Similar to BLACK ENTERPRISE’S previous reporting on the family of Dexter Wade’s fight for justice after the Jackson Police Department buried him in a pauper’s grave and failed to alert the family for months, the same has happened to another family in Jackson. According to NBC News, Marrio Moore, a 40-year-old man, was beaten to death on Feb. 2, buried in a pauper’s grave in July, and Jackson authorities did not notify the family until Oct. 12.

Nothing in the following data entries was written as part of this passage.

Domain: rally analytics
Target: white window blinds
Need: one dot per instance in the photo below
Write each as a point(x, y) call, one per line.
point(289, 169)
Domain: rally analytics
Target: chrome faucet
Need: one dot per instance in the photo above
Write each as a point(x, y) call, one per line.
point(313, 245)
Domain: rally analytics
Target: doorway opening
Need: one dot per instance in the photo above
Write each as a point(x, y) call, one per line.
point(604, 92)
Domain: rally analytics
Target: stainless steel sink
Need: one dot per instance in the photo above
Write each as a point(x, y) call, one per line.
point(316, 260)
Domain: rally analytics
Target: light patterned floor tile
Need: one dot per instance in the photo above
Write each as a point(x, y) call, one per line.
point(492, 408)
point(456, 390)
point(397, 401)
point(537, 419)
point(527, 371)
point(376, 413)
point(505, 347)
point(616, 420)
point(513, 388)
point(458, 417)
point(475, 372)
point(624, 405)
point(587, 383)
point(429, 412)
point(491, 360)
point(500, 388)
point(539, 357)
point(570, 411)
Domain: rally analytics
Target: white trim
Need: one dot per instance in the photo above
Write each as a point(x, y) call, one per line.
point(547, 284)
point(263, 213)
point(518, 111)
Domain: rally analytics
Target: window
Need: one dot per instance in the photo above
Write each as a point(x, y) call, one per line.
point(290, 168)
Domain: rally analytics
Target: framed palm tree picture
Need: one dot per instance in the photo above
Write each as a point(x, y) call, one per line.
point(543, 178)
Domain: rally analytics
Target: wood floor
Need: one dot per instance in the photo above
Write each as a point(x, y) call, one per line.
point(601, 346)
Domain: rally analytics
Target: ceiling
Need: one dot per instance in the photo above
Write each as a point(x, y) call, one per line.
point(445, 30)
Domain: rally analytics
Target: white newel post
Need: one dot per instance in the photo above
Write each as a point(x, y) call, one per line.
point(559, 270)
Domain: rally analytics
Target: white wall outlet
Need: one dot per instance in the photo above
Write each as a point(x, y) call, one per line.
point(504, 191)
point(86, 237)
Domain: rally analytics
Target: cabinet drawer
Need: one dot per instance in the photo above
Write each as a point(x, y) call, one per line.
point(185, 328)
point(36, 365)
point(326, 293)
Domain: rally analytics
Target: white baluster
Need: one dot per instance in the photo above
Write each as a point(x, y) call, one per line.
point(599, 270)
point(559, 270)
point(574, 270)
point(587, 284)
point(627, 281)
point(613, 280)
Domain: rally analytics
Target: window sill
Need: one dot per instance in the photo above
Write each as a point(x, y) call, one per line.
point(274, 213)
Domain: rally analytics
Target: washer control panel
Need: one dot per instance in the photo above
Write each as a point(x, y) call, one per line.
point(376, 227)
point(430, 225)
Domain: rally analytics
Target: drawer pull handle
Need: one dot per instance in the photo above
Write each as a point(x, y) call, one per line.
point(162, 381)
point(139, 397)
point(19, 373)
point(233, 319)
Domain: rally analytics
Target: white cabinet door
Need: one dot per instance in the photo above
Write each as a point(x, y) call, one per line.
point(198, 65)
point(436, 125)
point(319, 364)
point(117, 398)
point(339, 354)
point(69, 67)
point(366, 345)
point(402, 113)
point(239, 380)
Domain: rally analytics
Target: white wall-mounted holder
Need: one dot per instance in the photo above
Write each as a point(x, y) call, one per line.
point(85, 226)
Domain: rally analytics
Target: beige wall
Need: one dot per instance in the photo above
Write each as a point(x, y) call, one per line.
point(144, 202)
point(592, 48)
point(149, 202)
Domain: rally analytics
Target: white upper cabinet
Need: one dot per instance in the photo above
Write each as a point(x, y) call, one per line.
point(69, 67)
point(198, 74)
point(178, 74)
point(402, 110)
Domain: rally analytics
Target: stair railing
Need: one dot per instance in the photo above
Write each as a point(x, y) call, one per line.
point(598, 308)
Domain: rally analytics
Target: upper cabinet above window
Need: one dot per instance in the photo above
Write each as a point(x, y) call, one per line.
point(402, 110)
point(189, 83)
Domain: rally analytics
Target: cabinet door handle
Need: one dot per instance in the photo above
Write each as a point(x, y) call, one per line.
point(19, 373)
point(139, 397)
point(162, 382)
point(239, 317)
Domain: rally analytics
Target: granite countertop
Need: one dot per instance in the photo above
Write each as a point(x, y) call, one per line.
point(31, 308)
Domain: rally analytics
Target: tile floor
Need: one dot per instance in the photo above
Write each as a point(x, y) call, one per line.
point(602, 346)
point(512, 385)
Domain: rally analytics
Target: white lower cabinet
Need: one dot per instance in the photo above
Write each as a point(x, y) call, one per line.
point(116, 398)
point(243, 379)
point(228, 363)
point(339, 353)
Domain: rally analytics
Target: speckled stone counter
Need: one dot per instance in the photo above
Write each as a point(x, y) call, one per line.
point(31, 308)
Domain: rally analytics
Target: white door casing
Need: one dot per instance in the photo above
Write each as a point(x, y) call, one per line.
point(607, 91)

In fact, the family did not find out about Moore’s death until an article revealing that the Jackson Police Department had failed to notify families of at least 24 victims of homicides made its way to Marquita Moore, Marrio’s sister, through a text message sent by her aunt. At the time, Moore told NBC News she was distraught, saying, “Lord, this is my brother,” Moore said out loud as she was crying. “Someone done killed my brother.”
Moore immediately put on outside clothes, as she had been in her pajamas since it was past 8 pm, and made her way to the downtown headquarters of the Jackson Police Department in search of answers to what happened to her brother. When she got there, an officer informed her that no one was available, and over the next few days, heartbreaking information was slowly released to the family, according to the outlet.

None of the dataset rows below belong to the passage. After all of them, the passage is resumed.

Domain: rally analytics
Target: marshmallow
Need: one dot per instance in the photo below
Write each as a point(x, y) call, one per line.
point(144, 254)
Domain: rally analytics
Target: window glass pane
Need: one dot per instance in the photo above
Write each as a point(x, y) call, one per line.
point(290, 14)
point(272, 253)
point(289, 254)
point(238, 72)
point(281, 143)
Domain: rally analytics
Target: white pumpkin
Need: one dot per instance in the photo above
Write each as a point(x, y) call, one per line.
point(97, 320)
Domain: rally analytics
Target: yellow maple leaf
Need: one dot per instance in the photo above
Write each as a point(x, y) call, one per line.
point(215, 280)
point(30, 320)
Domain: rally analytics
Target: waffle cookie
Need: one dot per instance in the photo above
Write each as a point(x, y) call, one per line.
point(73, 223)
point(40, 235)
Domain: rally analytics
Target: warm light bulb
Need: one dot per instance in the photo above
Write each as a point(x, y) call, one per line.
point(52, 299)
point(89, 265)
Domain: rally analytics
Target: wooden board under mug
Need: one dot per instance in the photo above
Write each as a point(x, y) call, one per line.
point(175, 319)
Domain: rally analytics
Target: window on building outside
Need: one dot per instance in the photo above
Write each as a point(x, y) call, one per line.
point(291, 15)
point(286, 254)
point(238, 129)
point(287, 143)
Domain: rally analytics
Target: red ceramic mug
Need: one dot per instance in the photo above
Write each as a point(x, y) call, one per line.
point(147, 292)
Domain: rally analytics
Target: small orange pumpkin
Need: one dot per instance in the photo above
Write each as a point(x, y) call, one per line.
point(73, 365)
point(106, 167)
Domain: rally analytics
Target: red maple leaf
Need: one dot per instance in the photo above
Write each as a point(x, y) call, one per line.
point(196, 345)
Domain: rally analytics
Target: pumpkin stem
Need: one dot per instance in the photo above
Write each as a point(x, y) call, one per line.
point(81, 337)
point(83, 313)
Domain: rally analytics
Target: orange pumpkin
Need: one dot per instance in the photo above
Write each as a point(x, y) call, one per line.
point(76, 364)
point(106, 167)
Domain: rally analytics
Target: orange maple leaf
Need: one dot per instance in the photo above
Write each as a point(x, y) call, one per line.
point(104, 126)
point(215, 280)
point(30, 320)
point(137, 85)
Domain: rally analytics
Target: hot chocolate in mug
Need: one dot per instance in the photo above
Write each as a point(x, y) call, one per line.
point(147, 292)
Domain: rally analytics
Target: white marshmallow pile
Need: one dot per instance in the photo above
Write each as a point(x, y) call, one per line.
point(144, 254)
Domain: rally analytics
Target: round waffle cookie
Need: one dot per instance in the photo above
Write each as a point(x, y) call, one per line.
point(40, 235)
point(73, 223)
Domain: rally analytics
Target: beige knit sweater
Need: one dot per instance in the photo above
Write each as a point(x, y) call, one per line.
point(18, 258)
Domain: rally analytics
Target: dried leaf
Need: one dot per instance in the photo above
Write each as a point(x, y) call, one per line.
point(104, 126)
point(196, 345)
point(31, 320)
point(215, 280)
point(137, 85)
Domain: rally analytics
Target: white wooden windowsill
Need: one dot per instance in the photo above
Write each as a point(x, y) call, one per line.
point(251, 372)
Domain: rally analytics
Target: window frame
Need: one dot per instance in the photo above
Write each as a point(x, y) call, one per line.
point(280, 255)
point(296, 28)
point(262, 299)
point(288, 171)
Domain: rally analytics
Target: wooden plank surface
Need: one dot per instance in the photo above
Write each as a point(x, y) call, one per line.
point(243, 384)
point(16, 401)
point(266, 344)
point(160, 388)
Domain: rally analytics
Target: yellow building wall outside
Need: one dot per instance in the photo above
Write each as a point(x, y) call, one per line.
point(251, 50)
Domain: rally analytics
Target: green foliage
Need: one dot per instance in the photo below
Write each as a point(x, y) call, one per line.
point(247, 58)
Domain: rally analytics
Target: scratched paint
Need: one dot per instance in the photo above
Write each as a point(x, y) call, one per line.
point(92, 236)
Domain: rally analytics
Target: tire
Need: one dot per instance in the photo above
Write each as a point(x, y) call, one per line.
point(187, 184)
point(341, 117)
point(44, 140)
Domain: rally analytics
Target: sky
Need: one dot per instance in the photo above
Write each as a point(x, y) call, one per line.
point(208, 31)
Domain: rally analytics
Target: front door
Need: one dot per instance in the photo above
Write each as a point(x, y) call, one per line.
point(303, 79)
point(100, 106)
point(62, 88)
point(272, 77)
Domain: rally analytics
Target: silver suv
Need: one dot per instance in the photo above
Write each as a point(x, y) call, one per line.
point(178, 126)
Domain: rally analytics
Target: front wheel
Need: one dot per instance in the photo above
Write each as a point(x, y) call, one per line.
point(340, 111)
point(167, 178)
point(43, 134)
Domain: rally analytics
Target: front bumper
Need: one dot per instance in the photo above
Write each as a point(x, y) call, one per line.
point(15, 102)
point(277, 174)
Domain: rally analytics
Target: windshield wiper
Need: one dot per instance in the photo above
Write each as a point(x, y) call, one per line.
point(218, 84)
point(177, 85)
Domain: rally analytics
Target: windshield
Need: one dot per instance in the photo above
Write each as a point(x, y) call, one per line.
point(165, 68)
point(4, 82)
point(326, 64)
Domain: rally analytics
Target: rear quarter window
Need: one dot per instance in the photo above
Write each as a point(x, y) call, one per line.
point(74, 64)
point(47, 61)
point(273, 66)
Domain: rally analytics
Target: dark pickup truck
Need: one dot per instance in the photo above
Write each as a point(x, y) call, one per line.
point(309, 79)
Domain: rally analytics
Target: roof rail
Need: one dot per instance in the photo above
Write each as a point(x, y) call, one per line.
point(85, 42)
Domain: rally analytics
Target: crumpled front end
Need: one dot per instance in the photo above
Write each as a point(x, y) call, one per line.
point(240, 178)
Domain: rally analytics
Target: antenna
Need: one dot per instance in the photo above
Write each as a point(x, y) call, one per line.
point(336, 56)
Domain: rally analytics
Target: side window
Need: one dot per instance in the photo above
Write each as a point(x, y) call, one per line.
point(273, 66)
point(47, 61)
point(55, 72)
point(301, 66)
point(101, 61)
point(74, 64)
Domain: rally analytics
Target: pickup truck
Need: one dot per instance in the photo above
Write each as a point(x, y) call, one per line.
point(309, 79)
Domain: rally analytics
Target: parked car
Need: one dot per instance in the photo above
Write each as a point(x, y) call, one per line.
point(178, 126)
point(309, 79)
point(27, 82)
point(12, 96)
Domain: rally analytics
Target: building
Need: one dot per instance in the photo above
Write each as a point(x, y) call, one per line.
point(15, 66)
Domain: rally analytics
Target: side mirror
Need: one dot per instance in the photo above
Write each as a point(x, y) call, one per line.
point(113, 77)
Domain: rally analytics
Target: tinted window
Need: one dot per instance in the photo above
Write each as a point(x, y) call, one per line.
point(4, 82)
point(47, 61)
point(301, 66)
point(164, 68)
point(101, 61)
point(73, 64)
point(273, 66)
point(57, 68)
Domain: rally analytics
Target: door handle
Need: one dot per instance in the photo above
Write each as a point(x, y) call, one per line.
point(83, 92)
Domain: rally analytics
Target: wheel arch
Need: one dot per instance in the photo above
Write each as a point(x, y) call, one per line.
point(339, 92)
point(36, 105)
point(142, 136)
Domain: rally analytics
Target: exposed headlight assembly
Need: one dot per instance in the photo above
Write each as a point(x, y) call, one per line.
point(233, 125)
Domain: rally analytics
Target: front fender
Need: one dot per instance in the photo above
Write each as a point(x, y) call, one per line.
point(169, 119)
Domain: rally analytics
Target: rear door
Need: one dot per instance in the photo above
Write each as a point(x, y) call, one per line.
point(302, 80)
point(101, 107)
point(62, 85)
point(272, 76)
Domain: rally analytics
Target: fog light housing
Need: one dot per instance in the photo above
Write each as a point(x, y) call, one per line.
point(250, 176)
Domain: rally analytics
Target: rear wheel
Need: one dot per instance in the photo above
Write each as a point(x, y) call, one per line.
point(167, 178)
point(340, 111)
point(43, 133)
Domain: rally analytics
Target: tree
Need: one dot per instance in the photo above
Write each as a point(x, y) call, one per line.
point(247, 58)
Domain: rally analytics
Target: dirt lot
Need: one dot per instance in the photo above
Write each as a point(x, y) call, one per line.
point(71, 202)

Marrio had allegedly been beaten to death, wrapped in a tarp, and laid out on the street. For months after that, his body was at the Hinds County morgue, unclaimed by any family members. Finally, on July 14, incarcerated people at the Hinds County penal farm buried him in a pauper’s field. Mary Moore Glenn, Marrio’s mother, still has not accepted his death or what they did with his body without her knowledge.
Glenn told NBC News, “What are you hiding?” Glenn said. “Why can’t you just come and just tell somebody that their child is gone?”

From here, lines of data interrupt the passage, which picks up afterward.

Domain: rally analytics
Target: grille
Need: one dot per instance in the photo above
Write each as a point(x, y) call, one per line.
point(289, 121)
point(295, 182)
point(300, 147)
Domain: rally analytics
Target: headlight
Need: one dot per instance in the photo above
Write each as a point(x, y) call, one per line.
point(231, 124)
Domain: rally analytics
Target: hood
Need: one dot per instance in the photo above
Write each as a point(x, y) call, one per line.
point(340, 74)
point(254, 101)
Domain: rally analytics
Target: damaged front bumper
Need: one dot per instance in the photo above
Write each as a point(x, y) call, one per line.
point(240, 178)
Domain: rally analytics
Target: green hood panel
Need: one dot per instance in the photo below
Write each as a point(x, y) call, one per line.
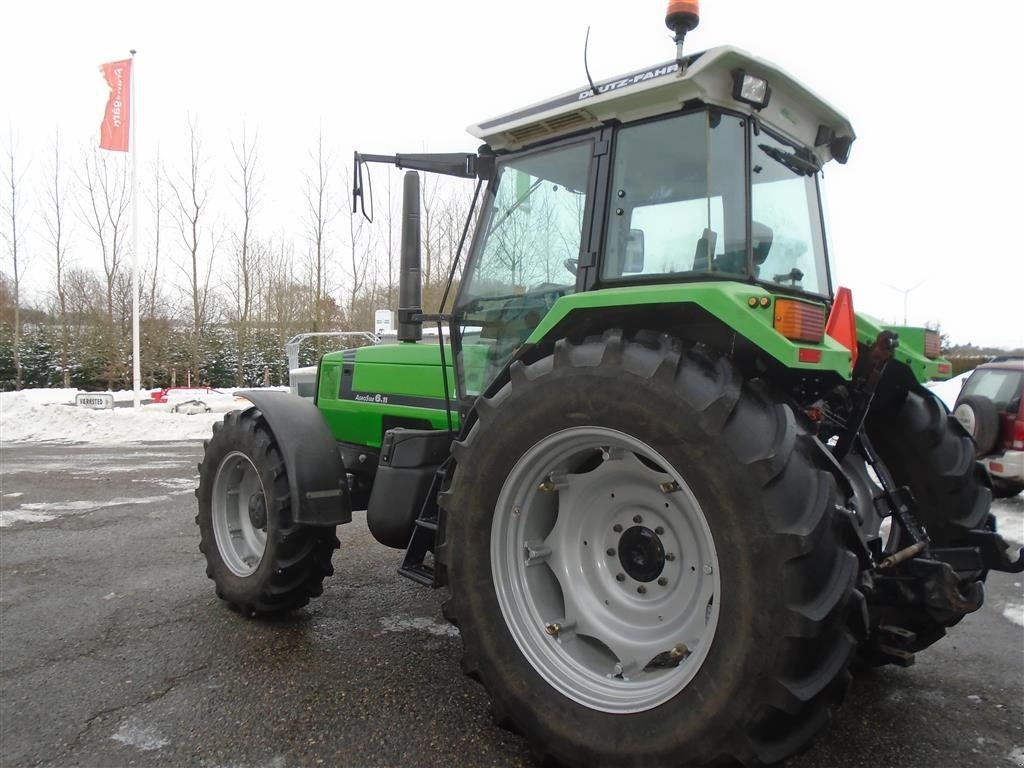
point(364, 392)
point(725, 300)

According to NBC News, Moore and Wade were both buried in the same location on the same day. However, the city and Jackson Mayor Chokwe Antar Lumumba have not answered detailed questions, instead blaming the outcomes on a communication failure and expressed regret that the families are dealing with this.
NBC News obtained the conversations the family had with Hinds County officials as well as documents about the case, which paint a picture of a police department not doing enough to contact relatives about their deceased family members.
Marrio was described by his family as always on the move, saying that it wasn’t uncommon for him to go months without reaching out or talking to them. His sister, Marcedes Onchukwu, describes it as a defense mechanism, saying, “If you tried to get too close to him, he knew what he was doing and he knew somebody was going to tell him, ‘You need to do this or do that.’ So he stayed away for that reason,” Onuchukwu said. “Because he basically didn’t want nobody, I guess, shaming him because of his choices.”
Eventually, when the family got ready to have Marrio’s funeral, they couldn’t have a service with a body in a casket because of the way his body had deteriorated. The family held a memorial service on Oct. 20 at Nu Vision Worship Center in Jackson, and afterward, Marrio’s mother was still trying to find peace and failing to, telling NBC News, “It really didn’t do anything,” Glenn said.
“Because he was just a picture. It wasn’t the person. The last time I’m going to see him is that picture. I’m not going to see him no more.” Glenn ended her thoughts, saying, “It hurts bad that he’s gone. But nobody thought that I was important enough to let me know about my child. Nobody thought that my family was important enough.”